I have had 1 patient die this year and 2 patients suffer major morbidities as a direct result of their refusal of blood products. This is something most physicians will deal with on occasion. Which is why people should really understand this stuff before ever setting foot in a hospital.
This is a very clear cut case and goes to the core of medical ethics. It isn't meant to be tricky. There are no questionable factors and no ambiguity (something you generally don't have the benefit of in the real world). By the textbook, it is morally, ethically and legally wrong to give a transfusion or any other medical care to a patient that you know does not want one. You do not get to judge the patient for their decisions and impose your beliefs on them. You are obligated from a moral, ethical and legal standpoint to explain the risks and benefits of any intervention to be best of your ability and advocate for what you think would benefit the patient the most or decrease the chances of something bad would happen. But at the end of the day, autonomy is paramount.

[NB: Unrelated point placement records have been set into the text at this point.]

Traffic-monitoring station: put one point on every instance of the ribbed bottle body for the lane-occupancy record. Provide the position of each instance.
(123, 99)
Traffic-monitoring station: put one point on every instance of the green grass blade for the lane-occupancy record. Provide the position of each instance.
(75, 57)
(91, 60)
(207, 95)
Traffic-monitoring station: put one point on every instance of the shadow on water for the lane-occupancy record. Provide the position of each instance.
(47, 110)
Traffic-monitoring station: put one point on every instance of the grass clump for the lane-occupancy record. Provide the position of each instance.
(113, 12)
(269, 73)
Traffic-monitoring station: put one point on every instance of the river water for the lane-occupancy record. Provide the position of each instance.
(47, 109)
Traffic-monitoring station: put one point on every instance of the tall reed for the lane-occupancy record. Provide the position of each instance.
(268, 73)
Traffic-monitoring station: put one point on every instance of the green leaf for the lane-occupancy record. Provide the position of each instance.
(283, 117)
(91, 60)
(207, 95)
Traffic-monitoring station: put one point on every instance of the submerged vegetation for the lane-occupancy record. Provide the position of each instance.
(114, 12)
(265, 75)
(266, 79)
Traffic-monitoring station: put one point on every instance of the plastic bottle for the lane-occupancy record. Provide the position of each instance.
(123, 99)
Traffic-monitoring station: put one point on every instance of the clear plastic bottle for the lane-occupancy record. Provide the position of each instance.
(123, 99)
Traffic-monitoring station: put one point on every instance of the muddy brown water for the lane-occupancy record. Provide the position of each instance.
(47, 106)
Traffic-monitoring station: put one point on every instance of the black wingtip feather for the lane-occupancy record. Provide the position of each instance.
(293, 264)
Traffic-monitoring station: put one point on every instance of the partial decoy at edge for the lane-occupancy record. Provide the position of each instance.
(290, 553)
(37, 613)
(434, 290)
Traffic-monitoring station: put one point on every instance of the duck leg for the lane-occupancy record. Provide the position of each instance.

Before interviewing you should understand the following concepts and be at least familiar with the textbook examples of each:
Autonomy
Beneficence
Non-maleficence
Justice
Respect
Honesty
+1 I recently had an MMI with a non-disclosure agreement, so I can't say anything about the actual case. The actual scenario was completely different from the one described by the OP, but the underlying ethical dilemma was still there.
There was an initial situation. I was asked "what would you do if in this situation?"
The conditions were changed a little, "does this affect your answer that you gave before?"
The conditions were changed in a different way (but returned the basic situation back to the original stated) and "does this affect your answer that you originally gave?"
The ethics behind the situation were very clear cut, right/wrong from the list that was given above (Autonomy, Beneficence, Non-maleficence , Justice, Respect, Honesty). IMO, one of the secondary conditions changed the situation (power of attorney), but the other one did not (cultural differences). I think that this is ambiguous enough to fit within my NDA.
😕 If not, I can remove some of it.
I only have been on five interviews, three with MMI stations. There was only one with an ethical question posed like this. It is important to know some ethics going in, but it won't be on every interview that is experienced.